LOISIRS / PROFESSION
Tu auras l’impression en arrivant à Buenos Aires d’être un gros/se nul/le. C’est normal, à les entendre tu as l’impression que tout le monde
– est multi-casquette,
– étudie 2  filières universitaires à la fois : genre droit + psycho ou histoire + psycho (beaucoup de psycho toujours, ça fera l’objet d’un prochain billet)
– a 2 métiers : agent d’assurances + photographe, chef + réalisateur de ciné.
– a plusieurs talents dont il semble vivre : « soy fotografo y guitarista » ou « soy profe de yoga y actriz… »
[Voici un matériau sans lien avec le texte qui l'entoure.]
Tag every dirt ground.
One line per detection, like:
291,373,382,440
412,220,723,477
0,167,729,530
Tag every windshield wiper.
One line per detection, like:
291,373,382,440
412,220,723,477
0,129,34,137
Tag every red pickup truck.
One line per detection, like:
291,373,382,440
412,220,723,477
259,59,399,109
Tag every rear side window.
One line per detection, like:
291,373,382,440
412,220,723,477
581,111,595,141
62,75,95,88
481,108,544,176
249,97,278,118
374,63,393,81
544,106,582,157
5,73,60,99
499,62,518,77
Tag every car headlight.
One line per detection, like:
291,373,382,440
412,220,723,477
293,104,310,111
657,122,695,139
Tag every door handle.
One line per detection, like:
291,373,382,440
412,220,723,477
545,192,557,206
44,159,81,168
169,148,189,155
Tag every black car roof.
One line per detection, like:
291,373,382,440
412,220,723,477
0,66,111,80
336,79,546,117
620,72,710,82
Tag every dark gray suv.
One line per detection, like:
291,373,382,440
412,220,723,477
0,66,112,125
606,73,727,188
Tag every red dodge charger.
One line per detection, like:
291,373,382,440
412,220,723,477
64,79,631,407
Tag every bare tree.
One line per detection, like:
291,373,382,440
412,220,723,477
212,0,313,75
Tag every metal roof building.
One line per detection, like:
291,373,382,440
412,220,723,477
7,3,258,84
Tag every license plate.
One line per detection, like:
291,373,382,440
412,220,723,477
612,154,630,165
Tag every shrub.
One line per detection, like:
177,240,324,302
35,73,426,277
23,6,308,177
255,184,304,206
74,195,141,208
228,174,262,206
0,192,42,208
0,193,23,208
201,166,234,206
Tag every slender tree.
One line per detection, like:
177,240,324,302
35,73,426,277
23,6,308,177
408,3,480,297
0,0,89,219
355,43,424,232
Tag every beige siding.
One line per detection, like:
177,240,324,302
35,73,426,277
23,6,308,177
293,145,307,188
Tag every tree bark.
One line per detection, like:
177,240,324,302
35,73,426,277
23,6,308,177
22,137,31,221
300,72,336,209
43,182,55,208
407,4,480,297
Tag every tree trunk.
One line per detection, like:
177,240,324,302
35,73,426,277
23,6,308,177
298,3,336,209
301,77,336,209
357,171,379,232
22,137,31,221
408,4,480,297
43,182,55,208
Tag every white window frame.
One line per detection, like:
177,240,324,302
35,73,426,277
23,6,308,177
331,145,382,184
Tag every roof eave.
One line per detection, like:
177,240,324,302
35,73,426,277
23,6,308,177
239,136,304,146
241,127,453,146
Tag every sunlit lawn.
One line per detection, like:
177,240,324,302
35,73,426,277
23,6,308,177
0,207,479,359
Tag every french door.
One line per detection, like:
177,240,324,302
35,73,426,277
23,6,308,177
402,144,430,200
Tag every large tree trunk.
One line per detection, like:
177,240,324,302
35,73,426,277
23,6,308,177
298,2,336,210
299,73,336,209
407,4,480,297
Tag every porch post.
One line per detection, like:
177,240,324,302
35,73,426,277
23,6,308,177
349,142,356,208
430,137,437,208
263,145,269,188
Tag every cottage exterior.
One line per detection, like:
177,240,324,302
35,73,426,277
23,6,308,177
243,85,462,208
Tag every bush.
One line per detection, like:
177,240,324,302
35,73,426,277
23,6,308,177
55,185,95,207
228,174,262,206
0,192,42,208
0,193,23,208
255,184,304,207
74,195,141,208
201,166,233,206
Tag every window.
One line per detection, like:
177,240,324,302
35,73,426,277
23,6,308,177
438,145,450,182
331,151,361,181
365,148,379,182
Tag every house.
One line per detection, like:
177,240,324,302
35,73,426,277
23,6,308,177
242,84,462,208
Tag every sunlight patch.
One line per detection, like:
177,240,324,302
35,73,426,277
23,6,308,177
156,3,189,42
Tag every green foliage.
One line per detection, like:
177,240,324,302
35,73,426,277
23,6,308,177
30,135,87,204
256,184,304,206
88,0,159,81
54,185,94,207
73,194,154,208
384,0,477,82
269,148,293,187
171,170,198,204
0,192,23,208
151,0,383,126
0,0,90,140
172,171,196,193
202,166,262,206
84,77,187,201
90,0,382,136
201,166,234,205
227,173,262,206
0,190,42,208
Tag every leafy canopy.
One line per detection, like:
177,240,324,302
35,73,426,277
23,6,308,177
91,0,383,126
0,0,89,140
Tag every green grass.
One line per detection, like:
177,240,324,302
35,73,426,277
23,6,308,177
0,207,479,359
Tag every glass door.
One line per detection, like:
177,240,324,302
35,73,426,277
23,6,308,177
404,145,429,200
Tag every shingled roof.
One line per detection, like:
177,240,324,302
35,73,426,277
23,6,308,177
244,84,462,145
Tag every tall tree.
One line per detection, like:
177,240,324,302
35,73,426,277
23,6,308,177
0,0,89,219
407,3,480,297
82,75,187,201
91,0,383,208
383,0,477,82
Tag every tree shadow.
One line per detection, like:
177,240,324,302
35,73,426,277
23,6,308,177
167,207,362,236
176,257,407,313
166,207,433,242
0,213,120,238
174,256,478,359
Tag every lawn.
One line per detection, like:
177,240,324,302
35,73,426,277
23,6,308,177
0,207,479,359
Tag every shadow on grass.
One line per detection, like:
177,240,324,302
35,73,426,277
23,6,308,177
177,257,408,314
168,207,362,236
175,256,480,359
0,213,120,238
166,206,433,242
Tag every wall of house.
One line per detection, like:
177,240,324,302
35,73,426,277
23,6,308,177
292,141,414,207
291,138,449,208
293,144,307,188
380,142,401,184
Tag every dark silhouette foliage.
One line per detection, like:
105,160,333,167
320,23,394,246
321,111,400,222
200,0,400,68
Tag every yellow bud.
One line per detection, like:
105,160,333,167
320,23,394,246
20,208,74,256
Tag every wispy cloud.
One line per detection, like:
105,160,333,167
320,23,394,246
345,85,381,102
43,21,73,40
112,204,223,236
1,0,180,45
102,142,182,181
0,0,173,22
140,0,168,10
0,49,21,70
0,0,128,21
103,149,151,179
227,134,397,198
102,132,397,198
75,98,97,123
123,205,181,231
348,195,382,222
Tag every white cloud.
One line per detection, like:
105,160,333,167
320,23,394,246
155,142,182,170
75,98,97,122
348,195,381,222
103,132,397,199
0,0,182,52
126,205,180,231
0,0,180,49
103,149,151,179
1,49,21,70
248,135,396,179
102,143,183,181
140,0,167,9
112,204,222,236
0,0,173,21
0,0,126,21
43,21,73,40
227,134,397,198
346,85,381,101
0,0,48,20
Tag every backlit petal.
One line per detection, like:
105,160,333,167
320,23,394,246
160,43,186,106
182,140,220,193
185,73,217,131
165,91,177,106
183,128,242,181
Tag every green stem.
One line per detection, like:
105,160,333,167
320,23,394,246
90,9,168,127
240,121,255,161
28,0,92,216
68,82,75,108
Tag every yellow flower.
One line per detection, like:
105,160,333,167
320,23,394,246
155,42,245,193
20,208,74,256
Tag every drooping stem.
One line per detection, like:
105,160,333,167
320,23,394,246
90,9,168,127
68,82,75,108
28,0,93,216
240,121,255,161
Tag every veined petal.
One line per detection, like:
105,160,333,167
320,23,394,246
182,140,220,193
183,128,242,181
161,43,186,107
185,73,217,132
Tu te diras du coup que tu n’es finalement qu’un gros naze à n’avoir étudié que la mécanique, que l’hôtellerie ou que les sciences. Même en cherchant bien tu ne te souviendras plus de  la dernière fois où tu as exercé un quelconque talent artistique (la vidéo pourrie que tu as réalisée au mariage de ton cousin ne compte pas, non). Tu comptes d’ailleurs bientôt faire un procès à tes parents. C’est vrai quoi, ils auraient dû te mettre à l’école du cirque, à la guitare et en cours d’art plastique tout en même temps  dès 6 ans et tu serais peut être arrivé/e à la cheville des Argentins, ces surdoués de la life. Alors je t’arrête tout de suite, halte-là l’auto-lynchage, reprenons du début.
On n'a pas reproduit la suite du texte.